You can substitute just about any example of a child’s life situation here. The experiences and lessons will likely be the same: We want our child to know what it is that she (or he) knows, to honor what it is that she knows and, when old enough, to seek the supporting knowledge to inform her decisions further.
The thing is, we need to really see our child and listen to him (or her). We cannot try to make him fit into an old ideal of how he “should” behave, act or be. We must meet him “where he’s at” and start there. Our goal is that we use and teach skills sets containing “ways of thinking and doing” to support children in being themselves throughout the trajectory of their lives.
Children can and do fall through the cracks. If we had continued to ignore what Sarah was telling us, she may likely have developed increased shame, anger, rebellion and, over time, an attitude of “Forget you, you’re not listening to me. I’ll do what I want and feel good about it.”
She might have someday come to validate herself in other ways that create rage, division and resentment. She very well could have tied in with peers who not only validate these emotions but — worse — use them to fuel deeper discord, judgment, intolerance, hatred, retaliation and violence.
To some, Sarah’s classroom experiences may seem small. It may seem like the negative outcomes I postulated are a stretch to what actually happened in the classroom. I am telling you, this is so not a stretch. This is how it begins: We do not see our children, so we do not listen to our children and then we try to put them under our thumb. This is not holistic child care. This is not the way we promote secure attachment at home or at school.
In another scenario, Sarah may have other tendencies. Perhaps instead, she withdraws — becoming depressed and later numbing out with drugs, food and dysfunctional relationships. Are those fates any less happy for her? With another who validates her anger and aggression, at least she feels like she’s accepted and belongs somewhere. In all cases, she’s only simply seeking to keep herself safe.

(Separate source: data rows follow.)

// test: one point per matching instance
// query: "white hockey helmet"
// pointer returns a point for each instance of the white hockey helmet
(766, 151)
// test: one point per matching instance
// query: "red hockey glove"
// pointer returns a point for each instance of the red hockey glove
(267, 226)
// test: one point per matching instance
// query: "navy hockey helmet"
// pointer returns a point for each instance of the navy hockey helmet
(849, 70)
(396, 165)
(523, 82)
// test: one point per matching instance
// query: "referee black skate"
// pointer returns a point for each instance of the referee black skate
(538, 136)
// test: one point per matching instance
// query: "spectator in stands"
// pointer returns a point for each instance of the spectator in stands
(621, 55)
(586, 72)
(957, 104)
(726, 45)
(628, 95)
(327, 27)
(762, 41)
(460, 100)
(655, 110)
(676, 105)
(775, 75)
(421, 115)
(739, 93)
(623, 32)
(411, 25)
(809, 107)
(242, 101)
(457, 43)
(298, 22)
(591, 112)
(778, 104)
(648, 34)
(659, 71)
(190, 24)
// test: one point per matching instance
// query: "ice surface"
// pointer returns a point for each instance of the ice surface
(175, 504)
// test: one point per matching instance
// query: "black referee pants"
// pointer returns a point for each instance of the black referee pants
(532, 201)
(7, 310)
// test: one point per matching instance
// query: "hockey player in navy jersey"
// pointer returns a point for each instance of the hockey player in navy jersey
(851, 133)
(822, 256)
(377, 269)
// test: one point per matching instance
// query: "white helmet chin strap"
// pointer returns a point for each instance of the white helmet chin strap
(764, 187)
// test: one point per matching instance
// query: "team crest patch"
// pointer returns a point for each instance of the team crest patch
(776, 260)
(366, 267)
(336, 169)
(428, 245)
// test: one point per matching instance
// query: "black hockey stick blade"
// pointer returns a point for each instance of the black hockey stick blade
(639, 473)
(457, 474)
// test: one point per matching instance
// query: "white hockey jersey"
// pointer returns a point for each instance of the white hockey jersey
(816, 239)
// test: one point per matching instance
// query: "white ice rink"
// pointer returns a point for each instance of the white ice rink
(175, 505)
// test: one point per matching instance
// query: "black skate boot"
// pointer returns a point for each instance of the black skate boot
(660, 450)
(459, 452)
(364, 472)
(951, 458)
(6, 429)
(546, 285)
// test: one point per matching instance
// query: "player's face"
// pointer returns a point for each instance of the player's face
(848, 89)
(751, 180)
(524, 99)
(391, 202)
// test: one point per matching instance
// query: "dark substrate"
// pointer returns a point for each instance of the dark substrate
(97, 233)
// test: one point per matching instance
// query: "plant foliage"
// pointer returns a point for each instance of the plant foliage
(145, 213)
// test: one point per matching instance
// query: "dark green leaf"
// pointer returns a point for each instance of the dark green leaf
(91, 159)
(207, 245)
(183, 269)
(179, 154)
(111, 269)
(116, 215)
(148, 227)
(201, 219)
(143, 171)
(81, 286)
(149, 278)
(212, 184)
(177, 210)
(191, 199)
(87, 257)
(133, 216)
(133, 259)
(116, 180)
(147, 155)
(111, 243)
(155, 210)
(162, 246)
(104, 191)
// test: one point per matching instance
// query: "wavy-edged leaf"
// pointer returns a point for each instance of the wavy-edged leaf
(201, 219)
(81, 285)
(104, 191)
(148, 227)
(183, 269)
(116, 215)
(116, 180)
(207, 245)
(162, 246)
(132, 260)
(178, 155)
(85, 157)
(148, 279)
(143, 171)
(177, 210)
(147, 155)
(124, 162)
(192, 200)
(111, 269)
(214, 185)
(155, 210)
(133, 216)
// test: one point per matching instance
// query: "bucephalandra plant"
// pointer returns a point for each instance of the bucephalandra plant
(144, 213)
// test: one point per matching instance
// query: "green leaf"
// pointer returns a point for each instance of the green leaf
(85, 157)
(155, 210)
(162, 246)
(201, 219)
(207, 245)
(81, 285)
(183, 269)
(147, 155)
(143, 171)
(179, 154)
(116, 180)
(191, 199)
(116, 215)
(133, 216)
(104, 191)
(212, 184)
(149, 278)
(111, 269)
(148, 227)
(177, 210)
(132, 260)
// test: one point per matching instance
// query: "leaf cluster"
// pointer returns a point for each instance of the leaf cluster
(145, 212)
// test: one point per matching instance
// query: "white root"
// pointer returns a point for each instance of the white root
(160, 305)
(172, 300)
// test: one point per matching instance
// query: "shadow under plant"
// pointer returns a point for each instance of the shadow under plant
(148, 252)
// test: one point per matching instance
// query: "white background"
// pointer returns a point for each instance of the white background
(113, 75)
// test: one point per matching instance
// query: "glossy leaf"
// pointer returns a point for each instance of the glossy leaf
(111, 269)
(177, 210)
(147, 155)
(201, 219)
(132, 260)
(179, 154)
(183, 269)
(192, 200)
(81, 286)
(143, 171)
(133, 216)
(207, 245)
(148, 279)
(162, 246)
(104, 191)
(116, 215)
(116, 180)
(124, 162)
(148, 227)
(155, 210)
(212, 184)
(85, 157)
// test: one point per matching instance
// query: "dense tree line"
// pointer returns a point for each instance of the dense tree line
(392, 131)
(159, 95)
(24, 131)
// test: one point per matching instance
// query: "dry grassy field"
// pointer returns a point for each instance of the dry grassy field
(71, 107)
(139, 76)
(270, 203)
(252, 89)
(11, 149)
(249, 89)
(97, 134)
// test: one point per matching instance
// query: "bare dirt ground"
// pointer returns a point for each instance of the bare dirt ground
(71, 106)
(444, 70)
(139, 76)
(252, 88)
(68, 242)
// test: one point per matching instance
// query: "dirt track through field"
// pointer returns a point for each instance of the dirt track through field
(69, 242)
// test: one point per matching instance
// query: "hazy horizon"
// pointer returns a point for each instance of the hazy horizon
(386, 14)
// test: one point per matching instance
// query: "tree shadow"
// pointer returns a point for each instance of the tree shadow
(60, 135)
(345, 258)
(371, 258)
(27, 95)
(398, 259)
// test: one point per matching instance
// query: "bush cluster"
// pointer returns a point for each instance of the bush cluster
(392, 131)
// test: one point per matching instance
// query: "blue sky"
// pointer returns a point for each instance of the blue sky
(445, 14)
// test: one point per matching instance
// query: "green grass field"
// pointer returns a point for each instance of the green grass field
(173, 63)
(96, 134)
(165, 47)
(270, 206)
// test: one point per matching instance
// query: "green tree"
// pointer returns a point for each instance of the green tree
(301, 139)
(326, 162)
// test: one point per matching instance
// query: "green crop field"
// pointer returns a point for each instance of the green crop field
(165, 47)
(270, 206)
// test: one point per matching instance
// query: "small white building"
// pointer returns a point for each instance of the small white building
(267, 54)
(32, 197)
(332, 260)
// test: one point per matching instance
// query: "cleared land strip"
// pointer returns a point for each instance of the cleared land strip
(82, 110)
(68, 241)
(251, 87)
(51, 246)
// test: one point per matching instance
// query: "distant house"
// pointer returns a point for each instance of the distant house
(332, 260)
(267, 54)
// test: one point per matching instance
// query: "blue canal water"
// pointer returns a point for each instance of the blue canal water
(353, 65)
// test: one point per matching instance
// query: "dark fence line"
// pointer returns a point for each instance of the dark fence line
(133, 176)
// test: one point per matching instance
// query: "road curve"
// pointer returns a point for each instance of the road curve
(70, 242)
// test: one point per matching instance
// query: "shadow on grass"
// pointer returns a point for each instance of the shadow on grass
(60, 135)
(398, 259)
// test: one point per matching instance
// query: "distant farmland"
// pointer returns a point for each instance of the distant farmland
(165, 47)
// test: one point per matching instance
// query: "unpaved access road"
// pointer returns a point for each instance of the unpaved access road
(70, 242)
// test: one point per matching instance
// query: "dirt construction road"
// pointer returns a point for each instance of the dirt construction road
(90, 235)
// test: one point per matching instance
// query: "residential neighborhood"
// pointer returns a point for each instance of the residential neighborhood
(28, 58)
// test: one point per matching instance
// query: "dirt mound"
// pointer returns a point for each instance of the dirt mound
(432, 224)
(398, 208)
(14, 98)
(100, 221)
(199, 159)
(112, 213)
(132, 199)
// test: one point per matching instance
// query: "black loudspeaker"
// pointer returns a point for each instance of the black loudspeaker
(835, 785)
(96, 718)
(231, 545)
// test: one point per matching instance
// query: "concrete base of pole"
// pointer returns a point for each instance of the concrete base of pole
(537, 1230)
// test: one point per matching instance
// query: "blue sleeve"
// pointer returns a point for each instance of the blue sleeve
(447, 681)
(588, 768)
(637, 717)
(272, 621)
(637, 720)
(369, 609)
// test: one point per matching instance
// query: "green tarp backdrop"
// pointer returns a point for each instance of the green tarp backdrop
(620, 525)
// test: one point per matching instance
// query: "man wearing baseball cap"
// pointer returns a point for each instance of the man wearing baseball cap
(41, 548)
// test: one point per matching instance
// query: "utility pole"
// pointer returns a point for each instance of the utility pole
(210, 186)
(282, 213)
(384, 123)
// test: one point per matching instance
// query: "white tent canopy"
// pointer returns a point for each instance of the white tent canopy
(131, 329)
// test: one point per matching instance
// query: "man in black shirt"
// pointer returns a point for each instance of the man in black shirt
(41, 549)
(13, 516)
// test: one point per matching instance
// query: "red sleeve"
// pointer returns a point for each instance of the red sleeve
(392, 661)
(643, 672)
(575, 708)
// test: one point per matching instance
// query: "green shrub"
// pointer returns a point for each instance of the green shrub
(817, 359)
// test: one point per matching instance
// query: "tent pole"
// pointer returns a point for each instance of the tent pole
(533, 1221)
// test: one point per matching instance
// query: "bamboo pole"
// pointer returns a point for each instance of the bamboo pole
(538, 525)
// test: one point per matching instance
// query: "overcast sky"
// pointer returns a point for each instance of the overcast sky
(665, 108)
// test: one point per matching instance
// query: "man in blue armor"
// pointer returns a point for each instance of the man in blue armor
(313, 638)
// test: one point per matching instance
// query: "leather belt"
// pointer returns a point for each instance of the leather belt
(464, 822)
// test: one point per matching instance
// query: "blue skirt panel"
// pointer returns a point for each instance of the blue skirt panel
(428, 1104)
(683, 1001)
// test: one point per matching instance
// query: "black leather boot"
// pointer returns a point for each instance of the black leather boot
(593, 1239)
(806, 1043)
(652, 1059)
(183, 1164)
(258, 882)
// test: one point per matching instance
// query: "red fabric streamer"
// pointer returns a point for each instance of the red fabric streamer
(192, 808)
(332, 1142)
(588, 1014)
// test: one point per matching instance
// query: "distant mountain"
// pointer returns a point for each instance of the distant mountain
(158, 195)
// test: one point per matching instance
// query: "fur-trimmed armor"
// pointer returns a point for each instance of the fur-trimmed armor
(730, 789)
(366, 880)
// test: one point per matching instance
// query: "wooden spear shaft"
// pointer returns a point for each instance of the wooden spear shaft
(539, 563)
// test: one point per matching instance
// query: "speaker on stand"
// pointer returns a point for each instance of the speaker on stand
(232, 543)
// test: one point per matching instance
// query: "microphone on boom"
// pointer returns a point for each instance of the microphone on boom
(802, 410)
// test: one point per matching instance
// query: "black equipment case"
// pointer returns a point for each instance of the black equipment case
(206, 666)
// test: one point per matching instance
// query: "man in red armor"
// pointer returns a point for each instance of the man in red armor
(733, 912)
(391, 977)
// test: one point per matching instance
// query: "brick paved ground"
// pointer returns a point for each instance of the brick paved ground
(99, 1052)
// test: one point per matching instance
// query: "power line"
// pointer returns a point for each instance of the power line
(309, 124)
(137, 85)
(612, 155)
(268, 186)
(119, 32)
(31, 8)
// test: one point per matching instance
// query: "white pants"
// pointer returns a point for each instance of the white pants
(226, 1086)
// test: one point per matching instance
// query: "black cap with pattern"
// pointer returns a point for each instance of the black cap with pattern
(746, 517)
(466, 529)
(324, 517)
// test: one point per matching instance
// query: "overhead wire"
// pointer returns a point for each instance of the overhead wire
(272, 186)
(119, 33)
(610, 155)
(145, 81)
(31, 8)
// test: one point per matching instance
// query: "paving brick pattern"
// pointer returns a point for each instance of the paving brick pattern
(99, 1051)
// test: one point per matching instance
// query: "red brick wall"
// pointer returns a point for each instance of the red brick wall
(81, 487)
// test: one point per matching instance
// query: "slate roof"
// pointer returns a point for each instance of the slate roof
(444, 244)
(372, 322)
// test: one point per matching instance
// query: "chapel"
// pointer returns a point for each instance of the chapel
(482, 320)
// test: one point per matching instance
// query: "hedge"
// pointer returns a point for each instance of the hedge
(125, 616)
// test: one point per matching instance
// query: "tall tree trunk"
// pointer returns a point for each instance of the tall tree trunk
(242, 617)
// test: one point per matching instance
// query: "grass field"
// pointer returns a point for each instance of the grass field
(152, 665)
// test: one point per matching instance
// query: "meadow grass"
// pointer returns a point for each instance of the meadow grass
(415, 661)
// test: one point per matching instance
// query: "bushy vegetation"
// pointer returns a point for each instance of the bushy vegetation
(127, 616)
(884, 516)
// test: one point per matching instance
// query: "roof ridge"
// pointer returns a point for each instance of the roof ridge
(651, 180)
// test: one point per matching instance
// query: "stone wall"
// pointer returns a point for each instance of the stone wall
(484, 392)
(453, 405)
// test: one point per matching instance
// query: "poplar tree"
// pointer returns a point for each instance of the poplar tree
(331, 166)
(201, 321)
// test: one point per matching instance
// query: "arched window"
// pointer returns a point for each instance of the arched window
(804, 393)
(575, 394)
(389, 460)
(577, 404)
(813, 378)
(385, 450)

Feeling balanced on the inside by people and circumstances who support her and provide balance “on the outside” do this. We do this. Our child’s emotional safety, her (or his) happiness and her success depend on us. The level of peace in the world depends on us.
I’ve seen the outcomes of ignoring kids’ true needs before, and so have you — in the variations of the same tragic stories that we hear about in the media so often we are becoming numb to them. Do you see that this is an epidemic?
Do you see that we can stop violence, and all that goes with it, in our children if we pay more attention to how we see them and relate to them? It is a simple concept — though a complex process that requires work and perhaps new paradigms for teaching teachers, supporting parents and addressing mental health.
We’ve got to fully wake up and act on how this dynamic works for the sake of helping our children grow up happily, confidently and peacefully. We have no one to blame if we do not target this now.